Of course, nothing is certain in times of war, and though Ukraine has gone on the offensive and has demonstrated tactical superiority and competence over the Russian forces, the end game in this war could still prove to be a challenging undertaking costing many lives and taking many more months, if not years to accomplish. Although Russia has lost somewhere between a quarter million to a million soldiers killed, wounded or captured, it is still capable of marshalling millions more to take their place. They may be poorly trained, poorly equipped and poorly led, but there is still something to be said about the strength of sheer numbers. It may also have exhausted most of its stocks of modern missiles, tanks and other military equipment, yet it still enjoys a clear superiority in air power and in the sheer quantity of explosives it can inflict on both military and civilian Ukrainian targets.

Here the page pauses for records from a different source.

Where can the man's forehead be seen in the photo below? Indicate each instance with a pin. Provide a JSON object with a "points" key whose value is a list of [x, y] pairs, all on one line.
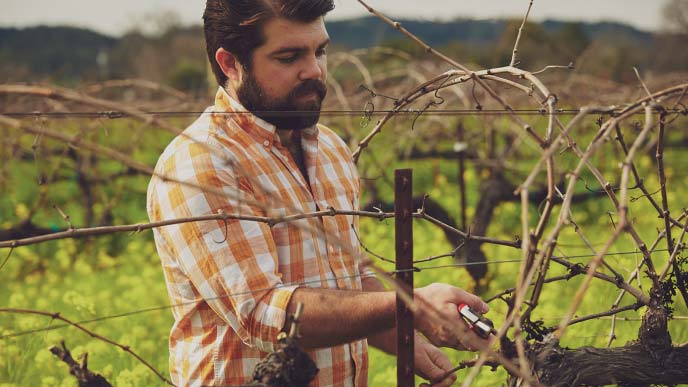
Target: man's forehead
{"points": [[283, 33]]}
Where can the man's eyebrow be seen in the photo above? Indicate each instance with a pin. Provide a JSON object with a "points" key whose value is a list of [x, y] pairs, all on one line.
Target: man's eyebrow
{"points": [[298, 49]]}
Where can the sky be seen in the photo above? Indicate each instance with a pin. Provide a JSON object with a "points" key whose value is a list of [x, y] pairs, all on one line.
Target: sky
{"points": [[116, 17]]}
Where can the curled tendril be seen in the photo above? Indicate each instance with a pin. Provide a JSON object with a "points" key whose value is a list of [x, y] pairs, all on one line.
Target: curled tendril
{"points": [[478, 106], [368, 111], [439, 100], [7, 258], [373, 94]]}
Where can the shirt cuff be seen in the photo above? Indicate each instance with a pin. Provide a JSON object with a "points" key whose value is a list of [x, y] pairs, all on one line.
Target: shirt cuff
{"points": [[271, 314]]}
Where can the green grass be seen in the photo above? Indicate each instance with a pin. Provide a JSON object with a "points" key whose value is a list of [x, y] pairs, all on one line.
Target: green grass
{"points": [[88, 278]]}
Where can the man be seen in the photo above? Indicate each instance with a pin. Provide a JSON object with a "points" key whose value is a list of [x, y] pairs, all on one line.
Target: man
{"points": [[233, 283]]}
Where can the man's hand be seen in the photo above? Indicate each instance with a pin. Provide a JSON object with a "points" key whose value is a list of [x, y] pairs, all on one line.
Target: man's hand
{"points": [[431, 364], [446, 299]]}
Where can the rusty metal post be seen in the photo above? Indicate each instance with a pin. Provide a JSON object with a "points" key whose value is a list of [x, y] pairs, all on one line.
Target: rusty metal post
{"points": [[403, 220]]}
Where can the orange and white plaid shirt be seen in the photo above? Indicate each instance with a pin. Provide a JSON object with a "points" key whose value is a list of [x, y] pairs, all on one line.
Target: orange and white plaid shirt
{"points": [[230, 284]]}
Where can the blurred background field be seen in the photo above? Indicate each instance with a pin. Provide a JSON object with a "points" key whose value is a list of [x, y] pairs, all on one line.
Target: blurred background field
{"points": [[116, 280]]}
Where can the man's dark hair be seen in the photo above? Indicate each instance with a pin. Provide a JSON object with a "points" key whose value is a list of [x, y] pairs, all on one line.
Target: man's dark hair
{"points": [[236, 25]]}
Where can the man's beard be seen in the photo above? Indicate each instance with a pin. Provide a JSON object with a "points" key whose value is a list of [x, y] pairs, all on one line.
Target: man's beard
{"points": [[284, 112]]}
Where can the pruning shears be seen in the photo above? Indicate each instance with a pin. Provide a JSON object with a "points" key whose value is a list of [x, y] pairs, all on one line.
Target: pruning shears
{"points": [[480, 324]]}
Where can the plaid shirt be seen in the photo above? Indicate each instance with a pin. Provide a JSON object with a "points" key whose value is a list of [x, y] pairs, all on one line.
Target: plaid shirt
{"points": [[230, 284]]}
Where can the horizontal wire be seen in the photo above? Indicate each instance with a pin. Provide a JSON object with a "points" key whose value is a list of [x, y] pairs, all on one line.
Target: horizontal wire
{"points": [[164, 307], [364, 113]]}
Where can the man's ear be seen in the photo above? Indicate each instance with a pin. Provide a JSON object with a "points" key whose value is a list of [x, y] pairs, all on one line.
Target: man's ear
{"points": [[230, 65]]}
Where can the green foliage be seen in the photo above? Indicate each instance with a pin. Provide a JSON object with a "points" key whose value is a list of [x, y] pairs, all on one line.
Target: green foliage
{"points": [[105, 276]]}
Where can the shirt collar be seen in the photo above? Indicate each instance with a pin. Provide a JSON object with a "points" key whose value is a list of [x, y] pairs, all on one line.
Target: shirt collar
{"points": [[255, 126]]}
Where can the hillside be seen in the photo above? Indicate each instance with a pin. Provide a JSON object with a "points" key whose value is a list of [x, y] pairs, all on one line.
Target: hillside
{"points": [[72, 56]]}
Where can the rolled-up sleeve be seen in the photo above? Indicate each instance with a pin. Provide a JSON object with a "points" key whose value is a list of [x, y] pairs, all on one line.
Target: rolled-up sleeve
{"points": [[232, 264]]}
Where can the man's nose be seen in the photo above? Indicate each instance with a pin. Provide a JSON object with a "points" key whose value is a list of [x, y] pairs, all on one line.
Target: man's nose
{"points": [[312, 69]]}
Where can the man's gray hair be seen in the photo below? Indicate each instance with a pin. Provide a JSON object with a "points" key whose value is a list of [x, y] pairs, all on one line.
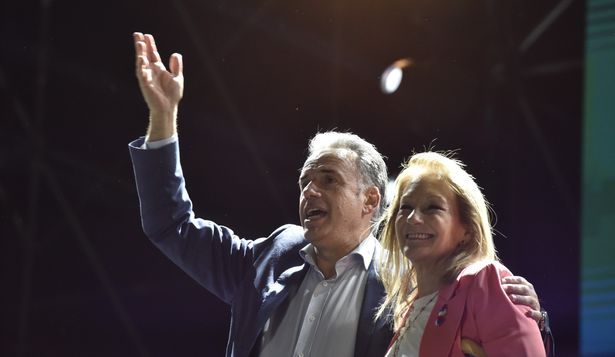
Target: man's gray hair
{"points": [[369, 161]]}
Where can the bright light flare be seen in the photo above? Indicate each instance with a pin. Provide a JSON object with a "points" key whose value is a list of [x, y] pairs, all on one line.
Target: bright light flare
{"points": [[392, 76]]}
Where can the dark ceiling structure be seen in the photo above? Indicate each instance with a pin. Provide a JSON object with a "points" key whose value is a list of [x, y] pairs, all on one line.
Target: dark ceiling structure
{"points": [[501, 82]]}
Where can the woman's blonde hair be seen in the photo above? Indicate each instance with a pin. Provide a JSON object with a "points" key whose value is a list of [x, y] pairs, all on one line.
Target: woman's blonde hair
{"points": [[396, 271]]}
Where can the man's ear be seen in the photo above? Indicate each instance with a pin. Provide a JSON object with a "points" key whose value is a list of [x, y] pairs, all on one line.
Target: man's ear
{"points": [[372, 199]]}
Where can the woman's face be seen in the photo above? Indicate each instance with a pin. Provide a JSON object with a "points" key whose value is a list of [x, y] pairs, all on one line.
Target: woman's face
{"points": [[428, 226]]}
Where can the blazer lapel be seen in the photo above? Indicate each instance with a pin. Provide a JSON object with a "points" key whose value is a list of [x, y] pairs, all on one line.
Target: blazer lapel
{"points": [[372, 335], [446, 317], [278, 291]]}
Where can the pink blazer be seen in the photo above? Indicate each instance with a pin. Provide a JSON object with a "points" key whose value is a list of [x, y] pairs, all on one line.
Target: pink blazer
{"points": [[475, 306]]}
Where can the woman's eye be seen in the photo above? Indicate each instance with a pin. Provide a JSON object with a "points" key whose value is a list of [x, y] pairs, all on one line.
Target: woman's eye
{"points": [[405, 207]]}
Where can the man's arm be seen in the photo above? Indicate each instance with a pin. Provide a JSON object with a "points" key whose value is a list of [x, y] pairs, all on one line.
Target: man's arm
{"points": [[521, 292]]}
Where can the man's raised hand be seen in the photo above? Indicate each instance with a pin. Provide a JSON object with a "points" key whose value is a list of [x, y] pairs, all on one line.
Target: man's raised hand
{"points": [[161, 89]]}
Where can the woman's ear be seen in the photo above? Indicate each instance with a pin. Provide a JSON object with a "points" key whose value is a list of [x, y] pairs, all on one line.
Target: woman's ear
{"points": [[372, 199]]}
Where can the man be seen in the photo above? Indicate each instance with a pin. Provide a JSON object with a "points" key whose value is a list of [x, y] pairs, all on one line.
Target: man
{"points": [[304, 290]]}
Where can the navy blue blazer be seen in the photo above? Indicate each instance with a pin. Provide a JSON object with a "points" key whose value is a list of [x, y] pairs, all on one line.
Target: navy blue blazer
{"points": [[253, 276]]}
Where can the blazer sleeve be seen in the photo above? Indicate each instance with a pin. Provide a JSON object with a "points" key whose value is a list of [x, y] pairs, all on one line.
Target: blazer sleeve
{"points": [[210, 253], [502, 326]]}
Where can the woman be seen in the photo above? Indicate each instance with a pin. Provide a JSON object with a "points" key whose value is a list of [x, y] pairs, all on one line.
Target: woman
{"points": [[441, 272]]}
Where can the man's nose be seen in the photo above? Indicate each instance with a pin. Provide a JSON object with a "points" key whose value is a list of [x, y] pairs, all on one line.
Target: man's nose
{"points": [[311, 190]]}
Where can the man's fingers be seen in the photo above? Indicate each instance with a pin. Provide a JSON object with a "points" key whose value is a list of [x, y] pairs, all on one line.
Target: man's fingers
{"points": [[536, 315], [152, 51], [525, 300], [176, 64], [515, 280]]}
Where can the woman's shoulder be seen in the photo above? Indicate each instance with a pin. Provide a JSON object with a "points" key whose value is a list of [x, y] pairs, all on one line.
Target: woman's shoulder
{"points": [[485, 268]]}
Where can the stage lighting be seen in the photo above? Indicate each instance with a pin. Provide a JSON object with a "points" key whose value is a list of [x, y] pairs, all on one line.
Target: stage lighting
{"points": [[392, 76]]}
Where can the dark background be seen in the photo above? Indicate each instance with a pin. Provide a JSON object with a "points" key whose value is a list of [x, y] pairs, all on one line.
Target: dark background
{"points": [[78, 276]]}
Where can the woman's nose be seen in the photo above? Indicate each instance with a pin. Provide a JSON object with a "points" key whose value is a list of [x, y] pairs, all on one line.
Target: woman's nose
{"points": [[415, 217]]}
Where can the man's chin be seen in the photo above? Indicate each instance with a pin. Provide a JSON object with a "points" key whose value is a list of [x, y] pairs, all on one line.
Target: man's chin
{"points": [[312, 234]]}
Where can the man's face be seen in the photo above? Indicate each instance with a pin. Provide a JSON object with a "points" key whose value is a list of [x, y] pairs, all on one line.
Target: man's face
{"points": [[331, 202]]}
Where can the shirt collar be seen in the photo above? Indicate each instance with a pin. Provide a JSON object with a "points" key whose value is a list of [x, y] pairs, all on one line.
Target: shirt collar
{"points": [[364, 251]]}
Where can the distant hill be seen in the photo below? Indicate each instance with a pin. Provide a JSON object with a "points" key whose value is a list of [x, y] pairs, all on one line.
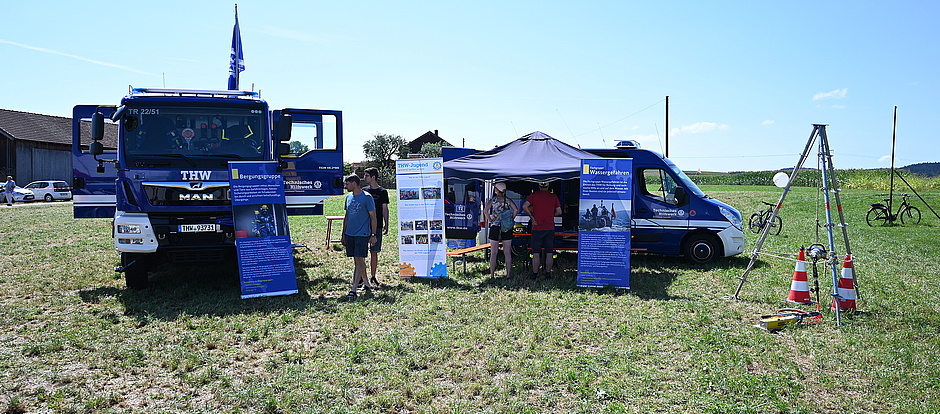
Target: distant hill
{"points": [[927, 169]]}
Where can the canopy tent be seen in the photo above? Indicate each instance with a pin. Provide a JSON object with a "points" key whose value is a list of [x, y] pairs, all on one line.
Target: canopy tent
{"points": [[533, 157]]}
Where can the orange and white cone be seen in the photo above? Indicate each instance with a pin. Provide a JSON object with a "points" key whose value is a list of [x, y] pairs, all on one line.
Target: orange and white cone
{"points": [[799, 288], [846, 289]]}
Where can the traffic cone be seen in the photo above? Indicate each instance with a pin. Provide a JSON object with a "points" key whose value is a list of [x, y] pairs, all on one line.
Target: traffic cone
{"points": [[846, 290], [799, 288]]}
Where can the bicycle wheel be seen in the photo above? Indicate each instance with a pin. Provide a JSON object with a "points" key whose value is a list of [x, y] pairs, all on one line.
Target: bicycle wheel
{"points": [[910, 215], [754, 223], [776, 226], [877, 217]]}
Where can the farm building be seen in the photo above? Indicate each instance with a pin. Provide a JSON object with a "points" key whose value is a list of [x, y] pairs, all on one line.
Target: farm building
{"points": [[39, 147]]}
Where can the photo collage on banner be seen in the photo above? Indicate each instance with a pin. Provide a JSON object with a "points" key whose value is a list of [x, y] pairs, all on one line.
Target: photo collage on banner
{"points": [[421, 246], [604, 223], [262, 237]]}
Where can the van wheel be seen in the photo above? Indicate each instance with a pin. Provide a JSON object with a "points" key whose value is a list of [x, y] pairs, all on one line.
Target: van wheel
{"points": [[136, 275], [700, 248]]}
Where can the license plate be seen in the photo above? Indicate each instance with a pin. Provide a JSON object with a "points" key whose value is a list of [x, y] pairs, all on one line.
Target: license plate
{"points": [[198, 228]]}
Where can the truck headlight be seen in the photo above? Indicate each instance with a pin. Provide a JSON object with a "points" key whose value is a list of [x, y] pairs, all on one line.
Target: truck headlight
{"points": [[129, 228], [735, 219]]}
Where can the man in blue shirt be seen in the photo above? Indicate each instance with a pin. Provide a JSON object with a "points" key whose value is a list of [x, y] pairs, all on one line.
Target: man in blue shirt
{"points": [[358, 230]]}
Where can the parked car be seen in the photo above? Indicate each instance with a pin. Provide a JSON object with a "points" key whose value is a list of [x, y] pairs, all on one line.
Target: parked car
{"points": [[21, 194], [50, 190]]}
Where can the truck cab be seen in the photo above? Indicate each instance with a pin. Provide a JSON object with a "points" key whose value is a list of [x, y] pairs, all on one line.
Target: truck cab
{"points": [[671, 215], [166, 183]]}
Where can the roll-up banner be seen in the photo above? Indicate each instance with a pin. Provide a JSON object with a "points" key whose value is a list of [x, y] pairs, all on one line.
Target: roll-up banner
{"points": [[262, 237], [604, 223], [421, 247]]}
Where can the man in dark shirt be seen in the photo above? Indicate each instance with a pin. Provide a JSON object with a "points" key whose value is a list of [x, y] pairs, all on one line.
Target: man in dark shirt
{"points": [[380, 195], [542, 206]]}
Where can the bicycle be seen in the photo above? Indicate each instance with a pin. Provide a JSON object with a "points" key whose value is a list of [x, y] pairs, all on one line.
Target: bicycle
{"points": [[879, 215], [760, 219]]}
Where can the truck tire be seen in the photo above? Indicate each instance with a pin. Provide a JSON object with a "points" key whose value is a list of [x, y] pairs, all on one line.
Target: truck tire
{"points": [[136, 275], [700, 248]]}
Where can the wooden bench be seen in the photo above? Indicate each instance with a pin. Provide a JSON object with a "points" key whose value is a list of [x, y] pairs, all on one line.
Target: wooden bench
{"points": [[461, 254]]}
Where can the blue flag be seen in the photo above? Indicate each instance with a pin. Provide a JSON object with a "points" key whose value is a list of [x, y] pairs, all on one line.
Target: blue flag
{"points": [[237, 65]]}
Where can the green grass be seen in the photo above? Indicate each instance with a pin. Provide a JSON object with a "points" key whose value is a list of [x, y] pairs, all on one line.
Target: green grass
{"points": [[73, 339]]}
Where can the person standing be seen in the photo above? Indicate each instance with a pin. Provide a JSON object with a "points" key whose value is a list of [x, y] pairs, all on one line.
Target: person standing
{"points": [[380, 196], [8, 189], [501, 213], [358, 231], [542, 207]]}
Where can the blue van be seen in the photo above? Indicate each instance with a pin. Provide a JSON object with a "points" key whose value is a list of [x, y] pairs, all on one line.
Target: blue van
{"points": [[671, 215]]}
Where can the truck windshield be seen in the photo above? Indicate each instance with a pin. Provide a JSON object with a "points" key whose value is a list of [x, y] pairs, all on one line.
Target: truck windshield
{"points": [[690, 187], [189, 136]]}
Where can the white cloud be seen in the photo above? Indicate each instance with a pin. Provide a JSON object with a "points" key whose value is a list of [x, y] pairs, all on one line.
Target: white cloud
{"points": [[698, 128], [836, 94], [84, 59]]}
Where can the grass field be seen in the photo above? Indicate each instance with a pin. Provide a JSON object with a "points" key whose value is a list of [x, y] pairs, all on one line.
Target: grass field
{"points": [[73, 339]]}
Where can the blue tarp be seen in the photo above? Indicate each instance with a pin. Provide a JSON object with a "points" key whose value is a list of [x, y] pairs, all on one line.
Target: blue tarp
{"points": [[533, 157]]}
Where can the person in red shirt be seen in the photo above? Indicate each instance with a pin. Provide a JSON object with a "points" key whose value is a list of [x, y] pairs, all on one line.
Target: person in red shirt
{"points": [[542, 207]]}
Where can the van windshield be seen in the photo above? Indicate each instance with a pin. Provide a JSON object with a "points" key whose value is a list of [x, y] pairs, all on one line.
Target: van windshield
{"points": [[190, 136], [690, 186]]}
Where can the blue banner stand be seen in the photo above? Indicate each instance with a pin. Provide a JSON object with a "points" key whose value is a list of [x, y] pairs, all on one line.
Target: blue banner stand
{"points": [[262, 237]]}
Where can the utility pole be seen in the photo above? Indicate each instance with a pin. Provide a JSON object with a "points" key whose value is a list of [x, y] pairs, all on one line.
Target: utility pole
{"points": [[894, 137], [667, 126]]}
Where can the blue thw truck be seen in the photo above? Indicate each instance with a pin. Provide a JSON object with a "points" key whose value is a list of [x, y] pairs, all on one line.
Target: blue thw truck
{"points": [[166, 185]]}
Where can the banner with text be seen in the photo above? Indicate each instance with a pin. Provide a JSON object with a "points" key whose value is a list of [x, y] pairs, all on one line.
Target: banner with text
{"points": [[262, 238], [604, 223], [421, 247]]}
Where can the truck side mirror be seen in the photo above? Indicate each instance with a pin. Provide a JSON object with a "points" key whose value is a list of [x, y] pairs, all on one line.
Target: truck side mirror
{"points": [[95, 148], [682, 197], [284, 126], [97, 126]]}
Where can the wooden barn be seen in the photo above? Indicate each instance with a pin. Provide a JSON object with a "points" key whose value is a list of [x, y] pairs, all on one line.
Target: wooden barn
{"points": [[39, 147]]}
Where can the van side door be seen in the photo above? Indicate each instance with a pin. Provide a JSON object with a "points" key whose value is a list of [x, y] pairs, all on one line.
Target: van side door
{"points": [[660, 219], [313, 166]]}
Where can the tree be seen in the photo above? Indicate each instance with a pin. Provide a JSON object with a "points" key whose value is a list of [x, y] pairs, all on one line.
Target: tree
{"points": [[383, 149], [431, 149]]}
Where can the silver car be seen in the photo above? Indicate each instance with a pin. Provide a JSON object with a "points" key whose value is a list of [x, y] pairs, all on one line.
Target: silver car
{"points": [[49, 190]]}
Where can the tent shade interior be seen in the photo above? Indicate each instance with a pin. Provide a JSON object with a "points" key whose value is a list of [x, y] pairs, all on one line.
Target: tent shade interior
{"points": [[533, 157]]}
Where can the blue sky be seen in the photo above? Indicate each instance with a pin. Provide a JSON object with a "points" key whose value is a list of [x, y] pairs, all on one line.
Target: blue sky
{"points": [[746, 79]]}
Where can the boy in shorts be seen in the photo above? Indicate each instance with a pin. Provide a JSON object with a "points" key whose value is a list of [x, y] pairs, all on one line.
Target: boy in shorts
{"points": [[358, 230]]}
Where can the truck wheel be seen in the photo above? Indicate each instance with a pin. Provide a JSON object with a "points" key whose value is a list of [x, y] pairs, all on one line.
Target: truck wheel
{"points": [[700, 248], [136, 275]]}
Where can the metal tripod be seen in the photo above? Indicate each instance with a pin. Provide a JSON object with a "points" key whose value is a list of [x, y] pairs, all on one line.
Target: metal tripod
{"points": [[829, 183]]}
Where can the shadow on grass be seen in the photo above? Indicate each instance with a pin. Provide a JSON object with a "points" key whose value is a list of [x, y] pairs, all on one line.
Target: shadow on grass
{"points": [[650, 279], [178, 291]]}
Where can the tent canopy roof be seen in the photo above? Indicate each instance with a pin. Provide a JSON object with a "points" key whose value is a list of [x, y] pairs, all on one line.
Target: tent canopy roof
{"points": [[533, 157]]}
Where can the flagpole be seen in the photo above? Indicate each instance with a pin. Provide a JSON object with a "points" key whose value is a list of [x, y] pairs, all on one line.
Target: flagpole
{"points": [[237, 63], [237, 52]]}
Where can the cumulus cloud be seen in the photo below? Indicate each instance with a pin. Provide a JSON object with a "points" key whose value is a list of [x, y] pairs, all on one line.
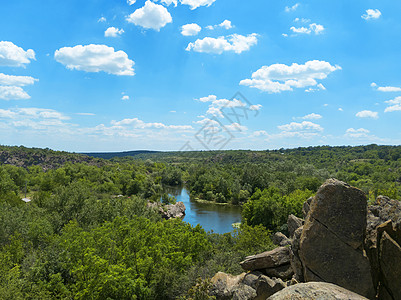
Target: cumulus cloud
{"points": [[357, 133], [13, 93], [367, 114], [371, 14], [385, 88], [16, 80], [209, 98], [194, 4], [312, 116], [139, 124], [113, 32], [150, 16], [32, 113], [394, 104], [190, 29], [291, 8], [279, 77], [312, 28], [95, 58], [305, 129], [232, 43], [168, 2], [13, 56], [226, 24]]}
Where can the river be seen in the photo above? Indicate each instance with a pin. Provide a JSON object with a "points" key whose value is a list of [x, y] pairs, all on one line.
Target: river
{"points": [[218, 218]]}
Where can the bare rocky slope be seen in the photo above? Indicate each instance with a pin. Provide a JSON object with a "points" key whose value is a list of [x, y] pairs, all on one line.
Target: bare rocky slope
{"points": [[347, 249]]}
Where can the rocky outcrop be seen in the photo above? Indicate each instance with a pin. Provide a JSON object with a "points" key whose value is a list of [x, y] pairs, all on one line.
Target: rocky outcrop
{"points": [[280, 239], [252, 285], [170, 211], [383, 246], [293, 223], [267, 260], [315, 291], [331, 243], [343, 250]]}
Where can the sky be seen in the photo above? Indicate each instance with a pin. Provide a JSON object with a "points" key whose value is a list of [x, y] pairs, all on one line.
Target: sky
{"points": [[118, 75]]}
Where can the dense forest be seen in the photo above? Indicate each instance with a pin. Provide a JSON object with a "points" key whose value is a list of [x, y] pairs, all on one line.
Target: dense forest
{"points": [[89, 233]]}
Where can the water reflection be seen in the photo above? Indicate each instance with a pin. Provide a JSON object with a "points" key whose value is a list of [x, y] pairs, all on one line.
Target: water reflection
{"points": [[218, 218]]}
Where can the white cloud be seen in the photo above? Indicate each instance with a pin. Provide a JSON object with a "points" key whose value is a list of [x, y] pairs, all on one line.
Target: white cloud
{"points": [[367, 114], [150, 16], [357, 133], [168, 2], [190, 29], [139, 124], [305, 129], [193, 4], [395, 104], [291, 8], [235, 42], [236, 127], [304, 125], [13, 93], [86, 114], [319, 87], [209, 98], [279, 77], [32, 113], [226, 24], [386, 89], [302, 20], [371, 14], [16, 80], [13, 56], [95, 58], [255, 107], [313, 28], [312, 116], [113, 32]]}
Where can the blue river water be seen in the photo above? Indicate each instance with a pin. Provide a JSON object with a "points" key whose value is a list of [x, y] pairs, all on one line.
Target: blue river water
{"points": [[218, 218]]}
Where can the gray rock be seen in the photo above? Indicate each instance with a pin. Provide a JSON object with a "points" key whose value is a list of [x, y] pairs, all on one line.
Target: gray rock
{"points": [[280, 239], [390, 263], [283, 272], [223, 285], [315, 291], [252, 278], [306, 207], [266, 260], [267, 286], [332, 238], [296, 263], [293, 224], [243, 292]]}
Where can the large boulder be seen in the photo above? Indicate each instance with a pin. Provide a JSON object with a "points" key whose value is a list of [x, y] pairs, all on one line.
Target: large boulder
{"points": [[331, 243], [315, 291], [224, 285], [293, 223], [382, 245], [280, 239], [266, 260]]}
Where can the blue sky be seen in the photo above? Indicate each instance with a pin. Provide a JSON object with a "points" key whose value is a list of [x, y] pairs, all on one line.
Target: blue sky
{"points": [[101, 75]]}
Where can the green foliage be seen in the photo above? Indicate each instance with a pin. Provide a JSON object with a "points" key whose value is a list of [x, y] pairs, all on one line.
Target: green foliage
{"points": [[270, 209]]}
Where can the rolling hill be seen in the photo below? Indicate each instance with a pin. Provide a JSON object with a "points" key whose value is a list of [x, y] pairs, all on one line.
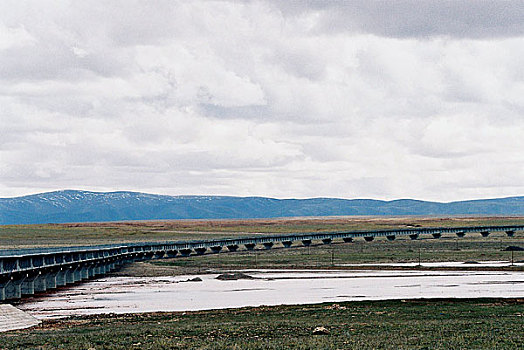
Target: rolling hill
{"points": [[84, 206]]}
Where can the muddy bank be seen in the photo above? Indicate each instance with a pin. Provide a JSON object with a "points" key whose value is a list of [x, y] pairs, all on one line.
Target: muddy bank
{"points": [[151, 269], [269, 287]]}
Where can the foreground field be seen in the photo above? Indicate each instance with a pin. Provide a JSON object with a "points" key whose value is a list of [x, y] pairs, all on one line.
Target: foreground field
{"points": [[417, 324], [12, 236]]}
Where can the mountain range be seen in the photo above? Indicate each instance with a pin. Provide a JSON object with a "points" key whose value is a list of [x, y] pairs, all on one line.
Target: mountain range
{"points": [[84, 206]]}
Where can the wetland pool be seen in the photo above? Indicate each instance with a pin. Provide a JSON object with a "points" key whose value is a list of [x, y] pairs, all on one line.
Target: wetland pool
{"points": [[269, 287]]}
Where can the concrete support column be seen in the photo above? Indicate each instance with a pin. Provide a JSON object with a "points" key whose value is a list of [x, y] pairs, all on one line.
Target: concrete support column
{"points": [[268, 245], [185, 252], [77, 273], [70, 275], [216, 249], [28, 285], [50, 279], [91, 271], [13, 289], [60, 278], [171, 253], [200, 251]]}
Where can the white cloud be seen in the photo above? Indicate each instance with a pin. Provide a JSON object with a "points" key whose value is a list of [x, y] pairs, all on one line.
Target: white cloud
{"points": [[257, 98]]}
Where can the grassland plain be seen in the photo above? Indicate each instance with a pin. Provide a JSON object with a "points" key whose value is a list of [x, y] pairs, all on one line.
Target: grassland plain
{"points": [[402, 324], [409, 324]]}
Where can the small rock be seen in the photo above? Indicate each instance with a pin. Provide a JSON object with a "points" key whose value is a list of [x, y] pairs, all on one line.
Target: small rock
{"points": [[234, 276], [196, 279], [320, 331]]}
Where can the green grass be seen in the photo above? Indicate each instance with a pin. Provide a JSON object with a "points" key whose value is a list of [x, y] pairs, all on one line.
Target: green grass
{"points": [[419, 324]]}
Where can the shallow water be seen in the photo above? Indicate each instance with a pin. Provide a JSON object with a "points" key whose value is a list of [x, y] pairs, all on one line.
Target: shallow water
{"points": [[131, 294]]}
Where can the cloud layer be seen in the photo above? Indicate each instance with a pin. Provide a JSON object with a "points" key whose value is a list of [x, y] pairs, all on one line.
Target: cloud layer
{"points": [[285, 99]]}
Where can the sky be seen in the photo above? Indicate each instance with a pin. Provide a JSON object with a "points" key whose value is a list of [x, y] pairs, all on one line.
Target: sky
{"points": [[286, 99]]}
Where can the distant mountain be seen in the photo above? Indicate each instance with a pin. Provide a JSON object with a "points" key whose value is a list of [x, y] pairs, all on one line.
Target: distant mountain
{"points": [[83, 206]]}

The deciding factor in this war though, may not actually lie in what happens on the battlefield, but on what is going on behind the scenes in the halls of the Kremlin.

Putin has already lost the war for all intents and purposes. His ambitious initial dreams of a quick victory have all evaporated. Russia has become a pariah in the eyes of most of the world, and the Russian economy is in free fall. The Russian elite have seen their fortunes evaporating with each passing day. Putin’s gamble has failed and his hold on power becomes ever more tenuous with each Ukrainian victory. Should the war continue to drag on for months or years, it becomes ever more than likely that the ruling elite will eventually decide to cut their losses and make Putin disappear. Under that scenario, the war could end very quickly.

For the moment though, the war goes on with all the attendant death and destruction. The rest of the free world must keep supplying Ukraine with all the military tools it needs to keep the Russian barbarians at bay. Psychopaths like Putin must not be allowed to hold world peace hostage to their whims. The outcome of this conflict will be a determining factor in deciding the geopolitical future of the world and civilization as we know it.